Chung-Jansen syndrome is a rare disorder- also called PHIP-related disorder. The syndrome is caused by a heterozygous mutation along the PHIP gene. Individuals with this disorder typically have developmental delay, behavioral problems, and are at risk for obesity. At present, the syndrome has been diagnosed in about 150 people worldwide. This number, however, is growing rapidly.
Young children often have feeding difficulties and delayed developmental milestones like rolling, crawling, standing straight and walking. Delayed motor development is partly related to the low muscle tone (hypotonia). Many children and adults with the disorder complain of fatigue and may need to use aids such as a wheelchair. Speech and fine motor skills are often delayed as well.
Just as in any gene disorder, the features and severity of problems can differ greatly between individuals with Chung-Jansen syndrome.
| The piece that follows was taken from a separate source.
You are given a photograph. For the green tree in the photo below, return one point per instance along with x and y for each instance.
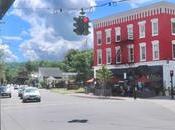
(104, 75)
People with Chung-Jansen syndrome often have recognizable facial features, also called dysmorphic features.
The most common facial features are:
- Eyebrows (almost) fused together (synophris);
- Full eyebrows;
- Crease at the eyes (epicanthal folds);
- Upturned nose;
- Large ears and fleshy ear lobes;
- Fusion of the skin between the second and third toe (cutaneous syndactyly);
- A curved little finger (clinodactyly);
- Tapered fingers;
- Light brown spots on the skin (cafe au lait spot).
The syndrome is caused by a defect in the the PHIP gene encoding the pleckstrin homology domain-interacting protein. The PHIP gene is located on chromosome 6. Individuals normally have two chromosomes 6 with two copies of the PHIP gene. Individuals with Chung-Jansen syndrome have a defect in one of the two copies.